Para el gobierno argentino, su par uruguayo carece de decisión -según algunos- o de poder -según los más avispados- para resolver el principal punto de conflicto: el traslado de la planta. Pudiendo haberse instalado en otra parte, se encuentra emplazada en un punto en el que inevitablemente afectará la vida de una ciudad de 90 mil habitantes. La paradoja del caso es que ambos tienen su parte de razón y ninguno está en condiciones de satisfacer las condiciones exigidas por el otro.

Los “hermanos” son de palo

La ocurrencia de Obdulio Varela en el Maracaná (“Los de afuera son de palo”) tiene en este conflicto una cotidiana vigencia y una perversa aplicación. Para el gobierno uruguayo los “de afuera” son los gualeguaychenses, que no pintan en el asunto, no obstante la fácil comprobación de lo contrario. Pero también lo son los ambientalistas uruguayos y los propios frenteamplistas opositores al desgraciado proyecto, como se verifica en el silencio al que se los somete, víctimas en ocasiones de abusos de poder propios de una dictadura.
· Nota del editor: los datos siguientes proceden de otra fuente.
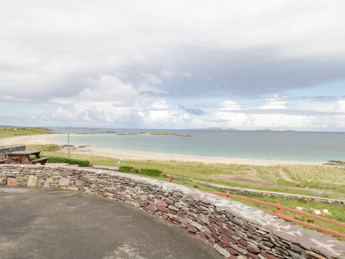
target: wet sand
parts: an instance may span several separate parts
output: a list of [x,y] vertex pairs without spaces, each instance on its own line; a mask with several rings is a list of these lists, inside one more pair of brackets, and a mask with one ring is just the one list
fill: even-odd
[[[70,136],[73,136],[73,135],[70,134]],[[67,134],[44,134],[31,136],[20,136],[5,139],[0,139],[0,146],[10,146],[20,144],[44,145],[51,143],[61,144],[61,143],[58,143],[56,141],[54,141],[53,139],[57,136],[65,136],[66,137],[66,141],[67,140]],[[106,156],[112,158],[123,160],[155,160],[158,161],[175,160],[183,162],[201,162],[205,164],[236,164],[264,166],[278,164],[321,165],[320,163],[304,163],[301,162],[275,160],[266,161],[259,159],[228,158],[138,152],[109,148],[102,148],[92,146],[88,146],[85,148],[77,148],[76,149],[71,150],[70,153],[78,154]]]

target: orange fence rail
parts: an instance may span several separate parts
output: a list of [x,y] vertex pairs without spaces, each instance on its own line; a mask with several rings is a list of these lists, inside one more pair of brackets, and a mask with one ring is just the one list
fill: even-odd
[[343,223],[342,222],[339,222],[338,221],[334,221],[333,220],[330,220],[329,219],[327,219],[326,218],[323,218],[323,217],[320,217],[318,216],[317,215],[314,215],[313,214],[310,214],[310,213],[308,213],[307,212],[304,212],[303,211],[299,211],[298,210],[295,210],[294,209],[291,209],[290,208],[288,208],[287,207],[284,207],[283,206],[281,206],[279,203],[278,203],[277,204],[275,204],[274,203],[270,203],[269,202],[266,202],[266,201],[262,201],[258,200],[255,200],[254,199],[251,199],[251,198],[247,198],[246,197],[243,197],[242,196],[240,196],[240,195],[237,195],[236,194],[232,194],[229,193],[229,191],[227,191],[226,193],[224,192],[215,192],[213,191],[210,191],[209,192],[210,193],[213,193],[213,194],[216,194],[217,195],[219,196],[225,196],[227,197],[228,198],[230,198],[230,197],[232,197],[233,198],[236,198],[237,199],[240,199],[241,200],[246,200],[248,201],[251,201],[252,202],[254,202],[255,203],[258,203],[259,204],[262,204],[264,205],[266,205],[270,207],[273,207],[274,208],[276,208],[277,209],[277,212],[276,213],[275,212],[272,212],[271,211],[266,211],[265,210],[261,210],[261,211],[264,211],[265,212],[267,212],[267,213],[269,213],[270,214],[274,215],[275,216],[276,216],[278,218],[280,218],[281,219],[283,219],[284,220],[286,220],[287,221],[291,221],[292,222],[294,222],[296,223],[298,223],[299,224],[301,224],[301,225],[304,225],[306,226],[308,226],[308,227],[310,227],[311,228],[313,228],[314,229],[316,229],[317,230],[321,231],[323,232],[324,232],[325,233],[328,233],[328,234],[331,234],[332,235],[334,235],[335,236],[337,236],[340,237],[342,237],[343,238],[345,238],[345,234],[343,234],[342,233],[339,233],[333,230],[331,230],[330,229],[328,229],[327,228],[325,228],[324,227],[322,227],[321,226],[317,226],[316,225],[314,225],[313,224],[310,224],[310,223],[307,223],[306,222],[301,221],[299,221],[298,220],[296,220],[296,219],[294,219],[293,218],[291,218],[285,215],[283,215],[282,214],[281,214],[280,211],[281,210],[287,211],[289,211],[290,212],[293,212],[294,213],[296,213],[296,214],[299,214],[301,215],[305,216],[306,217],[309,217],[310,218],[311,218],[312,219],[315,219],[315,220],[318,220],[320,221],[322,221],[325,222],[327,222],[328,223],[331,223],[332,224],[334,224],[335,225],[338,225],[339,226],[343,226],[345,227],[345,223]]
Que nadie se horrorice acá de que “la izquierda” uruguaya sea capaz de tanto y hasta de exigir la represión popular, y vea la viga en la “izquierda” propia, donde no faltaron ni faltan los que cuestionan a Gualeguaychú la autoridad para decidir por sí, tildando al mecanismo asambleario de “democracia directa” o “plebiscitaria” (idéntica señal de alerta usó nuestra derecha en los tiempos de las asambleas), como si se tratara de defectos y no méritos.

Muchos, afines al gobierno, lamentan que un grupo de vecinos determinen la política exterior. Pero ¿en virtud de qué principios es lícito negar a un pueblo el derecho a decidir sobre su destino?

La evolución del conflicto fue gradualmente revelando su verdadera naturaleza y poniendo al descubierto a sus auténticos protagonistas. Por omisión, desconcierto o simple y llana impotencia los gobiernos ya perdieron toda capacidad de incidencia y no pueden más que dejarse llevar por las fuerzas en conflicto, en espera de que no se demore el fallo de un tercero: la Corte de Justicia de La Haya, donde se acude a llorar como cuñados lo que no se fue capaz de acordar como hermanos.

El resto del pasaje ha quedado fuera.